Truque com meta fiscal não engana ninguém
Por Notas & Informações / O ESTADÃO DE SP
O Tribunal de Contas da União (TCU) subiu o tom na semana passada ao deixar claro que a estratégia adotada pelo governo Lula da Silva de perseguir o piso em vez do centro da meta de resultado primário desrespeita as normas fiscais. O plenário da corte de contas optou por “dar ciência” à equipe econômica sobre a irregularidade dessa prática, o que é praticamente um conselho para que o procedimento seja revisto antes que os envolvidos acabem por ser responsabilizados.
Para o TCU, a banda deveria ser utilizada para acomodar situações atípicas, como a ajuda emergencial para enfrentamento das enchentes no Rio Grande do Sul e dos incêndios no Norte e no Centro-Oeste, o auxílio aos exportadores prejudicados pelo tarifaço imposto pelos Estados Unidos e a regularização do pagamento dos precatórios.
A meta fiscal para este ano é de déficit zero, mas o piso permite um saldo negativo de até R$ 31 bilhões.
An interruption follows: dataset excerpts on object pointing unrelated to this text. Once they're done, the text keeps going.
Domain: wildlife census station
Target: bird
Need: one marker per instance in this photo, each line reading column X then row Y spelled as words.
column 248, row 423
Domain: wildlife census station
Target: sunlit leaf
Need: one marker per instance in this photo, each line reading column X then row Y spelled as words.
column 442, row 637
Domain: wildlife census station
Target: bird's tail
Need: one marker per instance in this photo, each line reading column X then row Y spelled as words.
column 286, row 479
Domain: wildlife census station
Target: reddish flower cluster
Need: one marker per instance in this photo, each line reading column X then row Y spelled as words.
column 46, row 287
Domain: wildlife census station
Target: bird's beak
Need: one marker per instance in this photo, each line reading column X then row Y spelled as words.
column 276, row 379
Como busca o limite inferior em vez do centro, não há espaço no Orçamento para acomodar qualquer tipo de imprevisto, e o Executivo precisa da autorização do Congresso ou da boa vontade do Supremo Tribunal Federal (STF) para contabilizar gastos adicionais fora da meta.
A questão é que essas despesas não apenas não desaparecem como elevam a dívida bruta, o que expõe a fraqueza do arcabouço fiscal, cujo objetivo é estabilizá-la na proporção do Produto Interno Bruto (PIB), algo que os indicadores mostram que não tem acontecido nem deve ocorrer no médio prazo. Essa, aliás, é uma das razões que explicam o elevado nível de juros no País.
O governo vai recorrer da decisão do TCU, e enquanto o recurso não for julgado, seus efeitos estão suspensos. Haddad, no entanto, não parece estar preocupado, muito embora precise convencer a corte de contas de que a meta é uma banda – e não um ponto – e que o cumprimento de uma decisão como essa pode paralisar a máquina pública.
Caso tenha de cumpri-la, o governo terá de contingenciar R$ 30,2 bilhões em despesas, além dos R$ 12,1 bilhões já bloqueados, ou encontrar novas fontes de receitas para arrecadar esse valor ainda neste ano. E em 2026, tudo o que o Executivo quer evitar é ter de congelar gastos em um ano no qual o presidente Lula da Silva deve concorrer à reeleição.
Haddad pretende se escorar no fato de que o Congresso recusou uma proposta do governo Lula para flexibilizar as despesas do Orçamento – e que, segundo ele, se aprovada, daria condições ao Executivo para buscar o centro da meta fiscal. É uma explicação capciosa, pois foi o próprio governo quem propôs, no texto que criou o arcabouço fiscal, que a meta seria cumprida se o piso fosse atingido.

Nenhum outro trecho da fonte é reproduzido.